Hi @BTran
Status update from yesterday: the bulk import detection and ID that you kicked off processed without issue.
https://www.grouperspotter.org/imports.jsp?taskId=3dc20ed3-77a0-4ca1-a9cf-e6cbe69e558f
Clicking through the import’s encounters, I am seeing clean detections and ID results. This lends some evidence to the idea that we should only do detection and ID for one bulk import at a time.
Looking at your examples of missing results.
Example 1:
Failed result:
https://www.grouperspotter.org/iaResults.jsp?taskId=dd45e340-2435-4a80-a7c8-9487b63b0693
successful Re-run result via “Start another match”:
https://www.grouperspotter.org/iaResults.jsp?taskId=7c1b1275-6975-4518-97e1-a6d6bc2073ff
Example 2:
Failed result:
https://www.grouperspotter.org/iaResults.jsp?taskId=1d29fca1-1af7-43aa-881d-826c0db7b0f8
successful re-run result via “Start another match”:
https://www.grouperspotter.org/iaResults.jsp?taskId=8f87cd5b-ed9c-4711-91fa-8df7f80ed186
Example 3:
https://www.grouperspotter.org/iaResults.jsp?taskId=ac346fc7-f60e-4b4b-aeb9-c5ec1b1fc4a9
actually did return a result
So overall, I am seeing matching working as designed.
With the missing matches, I believe we are seeing the result of the system being overloaded in the past with multiple, simultaneous bulk imports sent to detection and ID. As we discussed yesterday, only one bulk import should be run through detection and ID at a time because it also has implications for the question: what are we matching against?
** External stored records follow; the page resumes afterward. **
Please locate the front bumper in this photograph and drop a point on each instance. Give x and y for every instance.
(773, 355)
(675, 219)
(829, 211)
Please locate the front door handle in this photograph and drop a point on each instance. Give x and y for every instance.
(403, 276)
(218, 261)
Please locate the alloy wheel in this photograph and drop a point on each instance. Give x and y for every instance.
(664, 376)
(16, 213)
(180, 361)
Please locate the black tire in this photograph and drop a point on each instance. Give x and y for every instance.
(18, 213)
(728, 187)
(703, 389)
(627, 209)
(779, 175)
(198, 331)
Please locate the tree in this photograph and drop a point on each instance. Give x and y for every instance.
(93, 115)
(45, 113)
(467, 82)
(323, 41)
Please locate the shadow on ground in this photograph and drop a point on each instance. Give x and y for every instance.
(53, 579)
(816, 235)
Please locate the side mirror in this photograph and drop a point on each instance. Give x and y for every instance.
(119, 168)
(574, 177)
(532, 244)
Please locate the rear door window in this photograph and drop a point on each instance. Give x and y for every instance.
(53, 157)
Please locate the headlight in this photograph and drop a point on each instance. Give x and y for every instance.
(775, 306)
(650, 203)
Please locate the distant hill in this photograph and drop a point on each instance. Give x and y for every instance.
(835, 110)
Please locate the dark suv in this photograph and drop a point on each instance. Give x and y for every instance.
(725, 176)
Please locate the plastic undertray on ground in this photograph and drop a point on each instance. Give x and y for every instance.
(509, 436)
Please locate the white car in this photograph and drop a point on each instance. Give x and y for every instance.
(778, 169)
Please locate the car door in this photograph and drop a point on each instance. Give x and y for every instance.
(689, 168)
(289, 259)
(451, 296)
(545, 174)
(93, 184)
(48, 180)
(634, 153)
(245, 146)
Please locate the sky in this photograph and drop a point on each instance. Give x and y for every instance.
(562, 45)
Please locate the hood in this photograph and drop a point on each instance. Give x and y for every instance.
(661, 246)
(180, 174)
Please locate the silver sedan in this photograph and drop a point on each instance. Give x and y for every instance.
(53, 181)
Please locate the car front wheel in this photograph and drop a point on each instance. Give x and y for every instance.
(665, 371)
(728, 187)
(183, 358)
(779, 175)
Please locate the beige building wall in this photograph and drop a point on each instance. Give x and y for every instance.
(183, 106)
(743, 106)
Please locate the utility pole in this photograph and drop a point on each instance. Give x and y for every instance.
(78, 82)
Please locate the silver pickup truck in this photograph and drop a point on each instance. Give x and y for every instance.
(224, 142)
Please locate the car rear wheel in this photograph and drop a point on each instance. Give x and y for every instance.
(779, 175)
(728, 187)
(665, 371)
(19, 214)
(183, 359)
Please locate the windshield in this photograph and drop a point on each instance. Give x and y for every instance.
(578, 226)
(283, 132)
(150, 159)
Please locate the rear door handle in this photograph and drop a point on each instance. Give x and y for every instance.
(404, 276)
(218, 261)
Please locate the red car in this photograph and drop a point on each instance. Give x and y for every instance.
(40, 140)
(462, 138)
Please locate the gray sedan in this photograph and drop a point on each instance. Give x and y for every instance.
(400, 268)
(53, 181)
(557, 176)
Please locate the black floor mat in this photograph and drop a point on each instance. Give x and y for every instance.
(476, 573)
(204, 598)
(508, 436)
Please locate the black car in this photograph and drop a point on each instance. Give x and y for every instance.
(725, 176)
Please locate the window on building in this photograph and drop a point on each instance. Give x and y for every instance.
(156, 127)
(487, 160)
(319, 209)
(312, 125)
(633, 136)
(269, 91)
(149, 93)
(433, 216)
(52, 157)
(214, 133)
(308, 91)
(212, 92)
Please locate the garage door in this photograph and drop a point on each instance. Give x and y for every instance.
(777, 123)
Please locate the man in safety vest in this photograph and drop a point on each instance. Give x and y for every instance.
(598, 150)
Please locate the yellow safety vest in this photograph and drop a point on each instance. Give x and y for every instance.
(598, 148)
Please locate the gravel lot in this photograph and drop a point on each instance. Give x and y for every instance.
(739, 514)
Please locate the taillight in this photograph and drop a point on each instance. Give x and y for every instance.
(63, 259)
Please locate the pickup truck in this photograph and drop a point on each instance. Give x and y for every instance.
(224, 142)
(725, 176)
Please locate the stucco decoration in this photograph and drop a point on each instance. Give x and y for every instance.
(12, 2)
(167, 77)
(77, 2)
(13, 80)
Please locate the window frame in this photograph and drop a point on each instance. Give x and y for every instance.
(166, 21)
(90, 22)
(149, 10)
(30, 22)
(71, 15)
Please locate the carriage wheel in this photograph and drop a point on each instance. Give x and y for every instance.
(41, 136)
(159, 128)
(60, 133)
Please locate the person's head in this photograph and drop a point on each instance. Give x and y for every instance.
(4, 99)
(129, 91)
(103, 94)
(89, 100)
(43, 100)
If multiple bulk imports are at interim stages going the the ML pipeline, the number of things to match against is constantly changing and we can’t be sure what we matched against because the ongoing processing is changing the number of things we match against constantly (e.g., adding new annotations every minute).
So we have two workarounds we can pursue:
- If the number of missing results is low, these can simply be re-run manually using the menu option “start another match”
- If the number of missing results is high, we can reset and re-run each bulk import in the order they were updated.
What would you prefer?